During the New Mobility Congress in Łódź that took place on 12-14 September, we sat down with Tali Trigg, Principal for Electric Mobility at the EBRD Green Cities to hear about Warsaw’s progress since its decision to join the initiative and get his insights on the broader sustainable transition in Poland.
Starting off the discussion, Mr Trigg praises Warsaw for adopting a “holistic approach” which focuses on green policies across different departments.
“One of the great things that Warsaw is doing is adopting a holistic approach which sees cross-departmental green policies being adopted across different departments in the city’s local government,” he says.
Electric mobility is a key area in which Warsaw is taking leadership as the city recognises the importance of energy and transport.
One of the areas that many public administrations in the CEE region, as well as globally, often find difficult is to strategically demonstrate the benefits of green transformations to local residents in their cities. On that topic, Mr Trigg mentions that the EBRD seeks opportunities to engage with a range of different stakeholders, building on the above-mentioned holistic approach. Among the stakeholders are civic organisations which are key in highlighting the benefits of areas such as energy and transport for Warsaw’s residents when they think of the need for such initiatives.
When asked about any challenges on the ground that have posed challenges throughout the programme, Mr Trigg points to the difficult task of tackling air pollution, which is a broader issue in the whole of Poland.
A key challenge in Warsaw’s goal of becoming a clean city is the local air pollution, which more broadly, Poland aims to tackle on a national level.
The EBRD is actively involved in many other projects related to the Green Cities initiative in Poland, with prospects for future cooperation with other Polish cities seeking to accelerate their green policies.
“In 2020, Wałbrzych was another city in Poland which joined the EBRD Green Cities initiative,” says Mr Trigg. “In terms of others, the door is, of course, open. However, a key criterion for the EBRD is first a city’s population size and, second, a trigger investment. Our main goal is a sustainable investment.”
Thus, how has Poland’s perception and approach towards smart mobility and other green policies changed over the years? Mr Trigg mentions the importance of thinking “pragmatically” when it comes to building confidence in e-mobility, which most commonly is predicated on a gradual progress.
“A very important thing to consider when implementing smart mobility is building confidence in e-mobility, in most cases, gradually and incrementally. We take a pragmatic approach,” he states. “However, it is key to note that investments are primarily client driven and our main role is to assess their potential and ability to offer a successful green transformation of cities.”
As part of EBRD’s client-led green policy dialogue in Poland, EBRD also actively supports policy innovations to ensure that the above investment projects are possible.
Regarding Poland’s current perception, Mr Trigg notes that the country recognises the importance of smart mobility, which can be reflected in many areas of its economy.
I think Poland recognises the value of smart mobility, this is visible from the country’s acceleration of battery manufacturing to utilising the value of recycling in the green transformation.
Furthermore, Mr Trigg touched on the West-East dichotomy commonly referenced in debates on the differences in approach to green policies between the traditional Western States and the post-communist region of Europe.

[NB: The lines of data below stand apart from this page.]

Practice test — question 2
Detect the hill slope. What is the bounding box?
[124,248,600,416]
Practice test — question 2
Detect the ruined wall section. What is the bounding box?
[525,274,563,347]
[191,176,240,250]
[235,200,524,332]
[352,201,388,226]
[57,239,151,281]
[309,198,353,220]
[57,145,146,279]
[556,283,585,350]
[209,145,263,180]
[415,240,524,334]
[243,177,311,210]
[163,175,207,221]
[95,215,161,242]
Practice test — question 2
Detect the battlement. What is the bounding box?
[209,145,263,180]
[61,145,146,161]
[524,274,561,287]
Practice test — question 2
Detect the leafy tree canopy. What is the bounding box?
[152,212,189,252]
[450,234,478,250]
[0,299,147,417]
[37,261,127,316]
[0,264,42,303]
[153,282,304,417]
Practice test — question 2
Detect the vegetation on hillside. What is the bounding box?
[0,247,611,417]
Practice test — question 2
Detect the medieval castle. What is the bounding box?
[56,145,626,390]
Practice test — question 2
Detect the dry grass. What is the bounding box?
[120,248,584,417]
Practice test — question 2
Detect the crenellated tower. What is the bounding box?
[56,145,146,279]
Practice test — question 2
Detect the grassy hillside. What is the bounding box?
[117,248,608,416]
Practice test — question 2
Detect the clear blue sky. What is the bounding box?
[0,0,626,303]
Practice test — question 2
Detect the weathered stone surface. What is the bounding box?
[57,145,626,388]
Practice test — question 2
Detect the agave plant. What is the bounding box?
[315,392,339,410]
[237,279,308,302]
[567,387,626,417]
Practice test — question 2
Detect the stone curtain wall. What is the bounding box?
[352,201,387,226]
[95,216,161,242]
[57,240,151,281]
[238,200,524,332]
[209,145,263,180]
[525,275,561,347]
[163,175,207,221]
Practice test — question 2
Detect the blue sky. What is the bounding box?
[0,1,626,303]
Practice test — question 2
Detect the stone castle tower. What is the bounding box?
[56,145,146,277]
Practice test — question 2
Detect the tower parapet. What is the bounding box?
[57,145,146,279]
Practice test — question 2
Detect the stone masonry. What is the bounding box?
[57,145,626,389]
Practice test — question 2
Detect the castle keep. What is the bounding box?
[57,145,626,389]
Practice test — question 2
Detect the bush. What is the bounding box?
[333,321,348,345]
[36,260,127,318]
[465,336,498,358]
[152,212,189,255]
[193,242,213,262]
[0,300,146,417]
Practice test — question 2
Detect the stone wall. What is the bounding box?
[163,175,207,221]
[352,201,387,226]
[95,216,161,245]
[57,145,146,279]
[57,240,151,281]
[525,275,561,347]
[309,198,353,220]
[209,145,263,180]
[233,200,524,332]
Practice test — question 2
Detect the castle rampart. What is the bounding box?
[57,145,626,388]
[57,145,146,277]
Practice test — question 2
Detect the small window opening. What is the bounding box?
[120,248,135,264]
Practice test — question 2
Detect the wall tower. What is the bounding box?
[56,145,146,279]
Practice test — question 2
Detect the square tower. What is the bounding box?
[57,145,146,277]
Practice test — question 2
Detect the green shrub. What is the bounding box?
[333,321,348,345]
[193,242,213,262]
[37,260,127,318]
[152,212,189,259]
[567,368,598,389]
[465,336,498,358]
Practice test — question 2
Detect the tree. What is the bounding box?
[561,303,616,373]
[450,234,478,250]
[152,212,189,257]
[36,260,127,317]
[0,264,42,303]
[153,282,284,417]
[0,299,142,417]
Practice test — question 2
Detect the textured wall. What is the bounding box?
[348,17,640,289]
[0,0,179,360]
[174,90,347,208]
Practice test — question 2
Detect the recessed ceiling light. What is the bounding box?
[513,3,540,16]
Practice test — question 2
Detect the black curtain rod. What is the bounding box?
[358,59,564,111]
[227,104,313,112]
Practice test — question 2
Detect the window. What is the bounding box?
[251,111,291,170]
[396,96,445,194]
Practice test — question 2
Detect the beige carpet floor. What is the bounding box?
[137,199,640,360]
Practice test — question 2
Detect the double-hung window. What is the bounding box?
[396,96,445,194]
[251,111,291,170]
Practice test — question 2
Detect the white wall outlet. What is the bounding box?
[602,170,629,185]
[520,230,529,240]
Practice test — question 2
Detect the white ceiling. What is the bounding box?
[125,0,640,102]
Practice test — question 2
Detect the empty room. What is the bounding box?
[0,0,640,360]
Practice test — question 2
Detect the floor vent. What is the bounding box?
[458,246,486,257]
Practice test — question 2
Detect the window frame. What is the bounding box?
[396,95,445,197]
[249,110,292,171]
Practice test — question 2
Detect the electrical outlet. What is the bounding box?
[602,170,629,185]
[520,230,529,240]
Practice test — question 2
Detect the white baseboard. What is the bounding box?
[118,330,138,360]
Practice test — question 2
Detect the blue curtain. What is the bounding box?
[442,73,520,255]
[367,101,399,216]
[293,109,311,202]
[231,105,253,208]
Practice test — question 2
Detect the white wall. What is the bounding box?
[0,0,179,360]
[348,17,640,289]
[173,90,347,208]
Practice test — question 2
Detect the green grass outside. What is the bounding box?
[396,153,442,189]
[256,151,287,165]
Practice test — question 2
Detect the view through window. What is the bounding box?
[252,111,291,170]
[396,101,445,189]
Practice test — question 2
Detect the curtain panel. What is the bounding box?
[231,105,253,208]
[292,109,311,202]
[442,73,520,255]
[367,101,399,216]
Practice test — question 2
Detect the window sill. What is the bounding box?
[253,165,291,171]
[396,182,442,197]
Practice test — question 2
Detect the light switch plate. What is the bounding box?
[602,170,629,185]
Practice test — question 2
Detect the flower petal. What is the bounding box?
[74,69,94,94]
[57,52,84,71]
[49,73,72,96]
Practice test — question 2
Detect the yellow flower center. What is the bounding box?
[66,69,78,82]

He challenges the necessity of such a distinction in future discussions.
“More broadly,” he says, “I do not believe the West-East dichotomy is necessary. We have to remember that countries which accelerated their green transformations before Poland and the CEE region, also had their share of shortcomings before becoming success stories. Poland’s green ambitions should in no way be hindered from this perspective.”
Notwithstanding, Poland naturally demonstrates differences in comparison to other countries – albeit this may offer more opportunities than challenges in the future. Mr Trigg highlights Poland’s geo-strategic position which represents a great incentive for electric mobility.
From a long-term perspective, Poland’s scale, educated population and location make it particularly strategic. This strategic alignment may, for example, see new logistical routes, which naturally present new opportunities for smart mobility. Looking at Poland’s current market, I can see a real appetite for building retrofits. Naturally, this presents opportunities for an acceleration of EV charging points.
Mr Trigg concludes by underlining that the above developments, both in the short and long term, position Poland towards becoming a success story of the green revolution, saying that “Poland is thus well placed for green value chains.”
Separate from the EBRD’s Green Cities programme, the EBRD approved a long-term 250-million-euro loan for the construction of a new electric vehicle (EV) battery gigafactory in Wrocław, Poland in 2019. In total, the EBRD has or is in the process, of allocating around 500 million euros in the Polish EV sector.